Commenting on the treatment aspect, Sophie Smith, Founder and CEO of Nabta Health, adds, "There are specific dietary recommendations for individuals with PCOD to help manage symptoms, such as prioritising whole foods, fruit, vegetables, and lean protein while limiting processed foods and sugary drinks."
•Regular Exercise: Physical activity plays a crucial role in managing PCOD symptoms. It helps improve insulin sensitivity, regulates hormones, and assists in weight management. A mix of cardio exercises, strength training, and flexibility exercises is recommended.
As per Sophie Smith of Nabta Health, one should aim for at least 150 minutes of moderate-intensity exercise, around 30 minutes of walking, 5 days per week or 75 minutes of vigorous-intensity exercise per week.
•Stress Management: Stress can exacerbate PCOD symptoms. Techniques like yoga, meditation, deep breathing exercises, or any stress-reduction methods can be beneficial.
•Adequate Sleep: Quality sleep is essential for hormone regulation and overall well-being. Establishing a consistent sleep routine can help.
PCOD And Mental Health
When people talk about PCOD, they often relate it to physical health issues; however, PCOD does impact mental health. "PCOD can impact mental health due to hormonal imbalances, irregular periods, infertility concerns, and body image issues," says Dr. Rabeela P V, Aster Hospital Muhaisnah.
Key strategies To Handle Emotional Well-Being Include:
- Support Network: Connecting with others who understand the condition can provide valuable support.
- Therapy Or Counselling: Seeking professional help can assist in managing stress, anxiety, or depression associated with PCOD.
- Self-Care: Engaging in activities that promote relaxation and self-care, such as hobbies, reading, or mindfulness practices, can be beneficial.
PCOD Problem In The Future
Women dealing with PCOD should regularly keep an eye on their health to avoid possible complications down the road. If not addressed, PCOD can lead to issues such as Type 2 Diabetes, obesity, and various mental health concerns resulting from hormonal imbalances. Therefore, it's crucial to maintain a healthy lifestyle, eat well, stay active, and prioritise mental health and overall well-being.
PCOD Vs PCOS - Difference
- PCOD is a common disorder, but in the case of PCOS, it is a severe medical condition affecting 0.2% to 2.5% of women globally.
- In PCOD, ovaries generate immature or partially mature eggs, while in PCOS, a more severe form of PCOD, a metabolic disorder, can result in anovulation where ovaries cease to release eggs.

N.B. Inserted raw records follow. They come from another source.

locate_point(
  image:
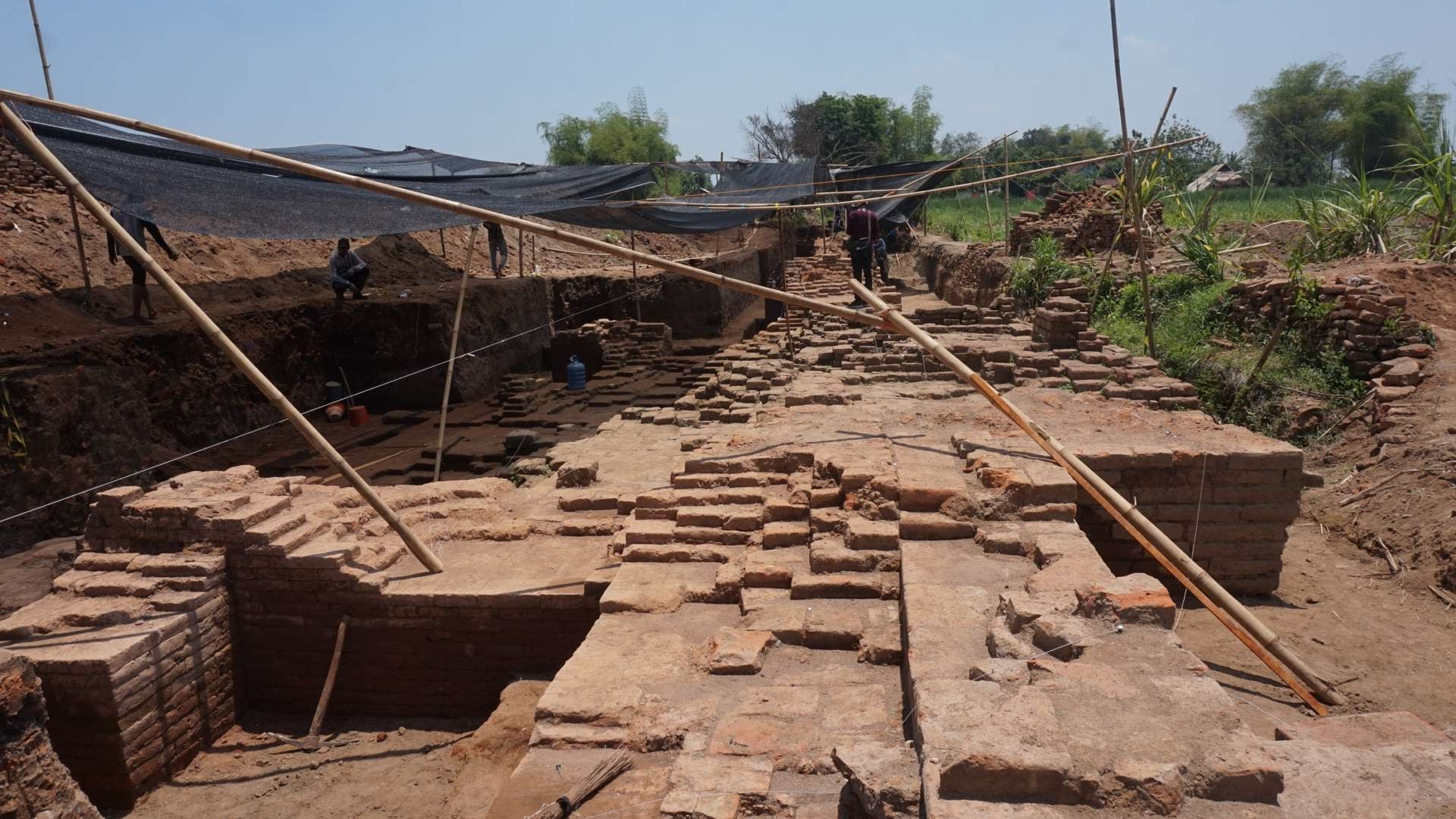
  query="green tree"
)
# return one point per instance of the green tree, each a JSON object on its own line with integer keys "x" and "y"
{"x": 610, "y": 136}
{"x": 1293, "y": 124}
{"x": 1184, "y": 164}
{"x": 1378, "y": 115}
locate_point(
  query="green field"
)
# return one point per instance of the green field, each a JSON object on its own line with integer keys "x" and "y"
{"x": 965, "y": 218}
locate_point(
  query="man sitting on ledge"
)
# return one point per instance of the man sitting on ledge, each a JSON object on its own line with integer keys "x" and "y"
{"x": 347, "y": 270}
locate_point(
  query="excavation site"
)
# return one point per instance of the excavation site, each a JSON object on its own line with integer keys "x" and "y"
{"x": 778, "y": 487}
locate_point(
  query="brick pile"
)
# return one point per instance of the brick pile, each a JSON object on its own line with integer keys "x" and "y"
{"x": 1367, "y": 322}
{"x": 1082, "y": 222}
{"x": 20, "y": 174}
{"x": 137, "y": 664}
{"x": 34, "y": 783}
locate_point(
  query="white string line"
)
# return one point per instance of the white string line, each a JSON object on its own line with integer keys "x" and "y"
{"x": 1193, "y": 545}
{"x": 468, "y": 353}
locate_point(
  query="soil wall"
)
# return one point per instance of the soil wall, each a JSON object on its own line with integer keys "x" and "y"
{"x": 693, "y": 309}
{"x": 98, "y": 411}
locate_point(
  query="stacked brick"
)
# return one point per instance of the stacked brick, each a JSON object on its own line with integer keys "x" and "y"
{"x": 20, "y": 174}
{"x": 34, "y": 783}
{"x": 137, "y": 664}
{"x": 1084, "y": 221}
{"x": 1367, "y": 322}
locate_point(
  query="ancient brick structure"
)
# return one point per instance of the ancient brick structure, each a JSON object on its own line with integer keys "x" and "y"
{"x": 34, "y": 783}
{"x": 1365, "y": 321}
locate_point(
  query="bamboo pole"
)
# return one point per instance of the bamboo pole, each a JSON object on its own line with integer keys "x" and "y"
{"x": 1131, "y": 193}
{"x": 1242, "y": 623}
{"x": 36, "y": 149}
{"x": 637, "y": 297}
{"x": 455, "y": 341}
{"x": 71, "y": 200}
{"x": 1006, "y": 193}
{"x": 452, "y": 206}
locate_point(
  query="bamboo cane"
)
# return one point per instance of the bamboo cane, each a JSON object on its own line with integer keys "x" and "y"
{"x": 455, "y": 340}
{"x": 1254, "y": 634}
{"x": 36, "y": 149}
{"x": 1131, "y": 194}
{"x": 76, "y": 219}
{"x": 452, "y": 206}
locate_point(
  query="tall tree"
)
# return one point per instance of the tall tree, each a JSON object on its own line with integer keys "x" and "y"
{"x": 1378, "y": 114}
{"x": 1293, "y": 124}
{"x": 610, "y": 136}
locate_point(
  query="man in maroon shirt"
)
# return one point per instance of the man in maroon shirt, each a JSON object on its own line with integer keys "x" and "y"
{"x": 864, "y": 231}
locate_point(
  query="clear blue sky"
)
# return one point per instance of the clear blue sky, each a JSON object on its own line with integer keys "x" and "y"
{"x": 476, "y": 77}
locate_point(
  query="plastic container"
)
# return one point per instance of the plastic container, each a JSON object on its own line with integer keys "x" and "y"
{"x": 576, "y": 373}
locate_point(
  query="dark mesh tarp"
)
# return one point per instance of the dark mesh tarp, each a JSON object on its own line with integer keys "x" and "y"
{"x": 200, "y": 191}
{"x": 903, "y": 175}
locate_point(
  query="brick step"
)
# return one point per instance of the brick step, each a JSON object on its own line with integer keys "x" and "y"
{"x": 870, "y": 585}
{"x": 739, "y": 518}
{"x": 934, "y": 526}
{"x": 683, "y": 553}
{"x": 829, "y": 556}
{"x": 708, "y": 482}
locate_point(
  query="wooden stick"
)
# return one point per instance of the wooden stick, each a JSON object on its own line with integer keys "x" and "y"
{"x": 453, "y": 206}
{"x": 328, "y": 682}
{"x": 1006, "y": 193}
{"x": 76, "y": 219}
{"x": 1131, "y": 194}
{"x": 1264, "y": 356}
{"x": 1248, "y": 629}
{"x": 36, "y": 149}
{"x": 455, "y": 340}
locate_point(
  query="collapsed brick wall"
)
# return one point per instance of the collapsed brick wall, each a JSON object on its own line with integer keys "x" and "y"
{"x": 134, "y": 653}
{"x": 405, "y": 653}
{"x": 19, "y": 172}
{"x": 33, "y": 780}
{"x": 1082, "y": 222}
{"x": 1366, "y": 321}
{"x": 960, "y": 273}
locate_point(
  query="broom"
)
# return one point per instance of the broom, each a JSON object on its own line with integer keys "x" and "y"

Adding to this, Sophie Smith of Nabta Health, says, "The first thing to note is that PCOD, although similar in terms of characteristics and underlying factors to PCOS is a different disease with different diagnostic criteria. PCOD is diagnosed using an ultrasound showing multiple small follicles on the ovaries, but is not necessarily accompanied by other symptoms or hormonal imbalances. PCOS requires confirmation of at least two of the following symptoms: irregular periods or ovulation, abnormal androgen levels, and/or polycystic ovaries on ultrasound."